Interrogante: Isso talvez seja inerente à estrutura da linguagem.
Krishnamurti: Talvez seja, mas será melhor não fazermos tanto caso disso aqui, afastando-nos do ponto mais importante. Estamos dizendo que a inteligência e a ação dessa inteligência — que é ver o problema da infelicidade — são uma unidade indivisível. Também, que ela não está separada da ação de pôr fim à infelicidade ou de adquirir a felicidade.
Interrogante: Como poderei adquirir essa inteligência?
Krishnamurti: Você compreendeu o que estivemos dizendo?
Interrogante: Sim, compreendi.
Krishnamurti: Ora, se compreendeu, deve estar vendo que esse ver éinteligência. A única coisa que se pode fazer é ver; não se pode desenvolver a inteligência, para ver. O ver não é cultivo da inteligência. Ver é mais importante que inteligência, ou felicidade, ou infelicidade. Só há ver ou não ver. O resto — felicidade, infelicidade e inteligência — são meras palavras.
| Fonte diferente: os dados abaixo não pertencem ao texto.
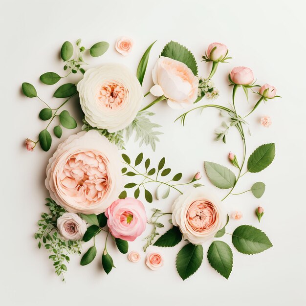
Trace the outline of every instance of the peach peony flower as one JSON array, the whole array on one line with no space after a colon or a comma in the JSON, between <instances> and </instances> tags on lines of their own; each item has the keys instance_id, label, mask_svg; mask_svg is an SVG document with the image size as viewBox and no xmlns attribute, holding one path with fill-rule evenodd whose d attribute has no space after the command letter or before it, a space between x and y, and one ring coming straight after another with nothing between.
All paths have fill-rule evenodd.
<instances>
[{"instance_id":1,"label":"peach peony flower","mask_svg":"<svg viewBox=\"0 0 306 306\"><path fill-rule=\"evenodd\" d=\"M261 124L265 128L269 128L272 124L272 120L269 116L264 116L261 119Z\"/></svg>"},{"instance_id":2,"label":"peach peony flower","mask_svg":"<svg viewBox=\"0 0 306 306\"><path fill-rule=\"evenodd\" d=\"M80 240L87 230L86 222L76 214L65 213L57 221L57 228L66 240Z\"/></svg>"},{"instance_id":3,"label":"peach peony flower","mask_svg":"<svg viewBox=\"0 0 306 306\"><path fill-rule=\"evenodd\" d=\"M155 270L164 265L164 260L158 253L151 253L147 255L146 264L151 270Z\"/></svg>"},{"instance_id":4,"label":"peach peony flower","mask_svg":"<svg viewBox=\"0 0 306 306\"><path fill-rule=\"evenodd\" d=\"M212 52L214 48L216 49ZM219 62L223 60L227 53L227 47L220 43L213 43L207 48L207 57L212 61Z\"/></svg>"},{"instance_id":5,"label":"peach peony flower","mask_svg":"<svg viewBox=\"0 0 306 306\"><path fill-rule=\"evenodd\" d=\"M197 78L178 61L160 56L152 71L152 77L155 85L150 92L156 97L164 95L173 109L188 107L197 97Z\"/></svg>"},{"instance_id":6,"label":"peach peony flower","mask_svg":"<svg viewBox=\"0 0 306 306\"><path fill-rule=\"evenodd\" d=\"M132 262L138 262L140 260L140 254L136 251L132 251L128 255L128 259Z\"/></svg>"},{"instance_id":7,"label":"peach peony flower","mask_svg":"<svg viewBox=\"0 0 306 306\"><path fill-rule=\"evenodd\" d=\"M235 67L230 73L231 79L235 84L248 85L254 81L254 75L247 67Z\"/></svg>"},{"instance_id":8,"label":"peach peony flower","mask_svg":"<svg viewBox=\"0 0 306 306\"><path fill-rule=\"evenodd\" d=\"M116 200L106 211L105 216L109 231L116 238L134 241L146 229L145 207L133 197Z\"/></svg>"},{"instance_id":9,"label":"peach peony flower","mask_svg":"<svg viewBox=\"0 0 306 306\"><path fill-rule=\"evenodd\" d=\"M240 219L242 219L243 215L241 212L236 211L233 213L232 217L233 217L233 219L235 220L240 220Z\"/></svg>"},{"instance_id":10,"label":"peach peony flower","mask_svg":"<svg viewBox=\"0 0 306 306\"><path fill-rule=\"evenodd\" d=\"M99 214L123 187L118 149L92 130L70 136L49 160L45 183L68 212Z\"/></svg>"},{"instance_id":11,"label":"peach peony flower","mask_svg":"<svg viewBox=\"0 0 306 306\"><path fill-rule=\"evenodd\" d=\"M122 55L126 56L131 51L133 41L128 37L122 36L117 40L115 47L116 50Z\"/></svg>"},{"instance_id":12,"label":"peach peony flower","mask_svg":"<svg viewBox=\"0 0 306 306\"><path fill-rule=\"evenodd\" d=\"M266 83L261 87L259 93L266 98L271 99L276 94L276 88L274 86Z\"/></svg>"},{"instance_id":13,"label":"peach peony flower","mask_svg":"<svg viewBox=\"0 0 306 306\"><path fill-rule=\"evenodd\" d=\"M192 188L172 205L172 222L178 226L184 239L202 243L213 237L225 224L227 215L221 200L206 187Z\"/></svg>"}]
</instances>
Interrogante: O que é então esse ver?
Krishnamurti: Versignifica compreender que o pensamento cria os opostos. O que o pensamento cria não é real. Ver significa compreender a natureza do pensamento, da memória, do conflito, das ideias; ver tudo isso como um processo total é compreender. Isso é inteligência; ver totalmente é inteligência; ver fragmentariamente é falta de inteligência.
Interrogante: Estou um pouco confuso. Parece-me que compreendo, porém um tanto vagamente; tenho de ir devagar. O que você está dizendo é isto: veja e escute totalmente. Você diz que essa atenção é inteligência e que deve ser imediata. Só se pode ver agora. Não sei se estou vendo agora, ou se tenho de ir para casa refletir sobre o que você disse, esperando que depois possa ver.
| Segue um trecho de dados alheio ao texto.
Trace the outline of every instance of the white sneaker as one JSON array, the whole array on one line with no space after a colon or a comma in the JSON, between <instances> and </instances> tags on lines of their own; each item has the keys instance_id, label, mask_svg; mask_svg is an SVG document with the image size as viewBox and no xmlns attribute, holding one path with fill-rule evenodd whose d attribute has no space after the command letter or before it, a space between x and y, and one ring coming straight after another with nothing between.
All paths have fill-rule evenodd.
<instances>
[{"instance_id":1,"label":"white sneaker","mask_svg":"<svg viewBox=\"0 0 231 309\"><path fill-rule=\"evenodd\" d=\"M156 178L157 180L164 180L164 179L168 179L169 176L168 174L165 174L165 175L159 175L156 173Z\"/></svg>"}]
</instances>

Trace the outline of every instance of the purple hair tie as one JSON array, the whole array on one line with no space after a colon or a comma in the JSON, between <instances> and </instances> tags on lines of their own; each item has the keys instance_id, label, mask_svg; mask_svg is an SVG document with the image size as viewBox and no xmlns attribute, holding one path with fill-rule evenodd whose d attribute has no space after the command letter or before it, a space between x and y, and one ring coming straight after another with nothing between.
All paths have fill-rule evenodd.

Krishnamurti: Nesse caso, nunca verá; pelo refletir sobre o que se disse, jamais o verá, porque o pensamento impede o ver. Nós dois já compreendemos o que significa ver. Esse ver não é uma essência, uma abstração ou ideia. Não se pode ver se não há nada para ver. Você tem agora o problema da infelicidade. Veja-o completamente, inclusive o seu desejo de ser feliz, e veja como o pensamento cria o oposto. Veja a busca de felicidade, e a busca de ajuda para a obtenção da felicidade. Veja o desengano, a esperança, o temor. Tudo isso deve ser visto completamente, como um todo, e não separadamente. Veja tudo agora, preste-lhe toda atenção.
Interrogante: Continuo confuso. Não sei se apreendi a essência do que você disse. Desejo fechar os olhos e penetrar em mim mesmo, para ver se compreendi realmente esta questão. Se a compreendi, nesse caso resolvi o meu problema.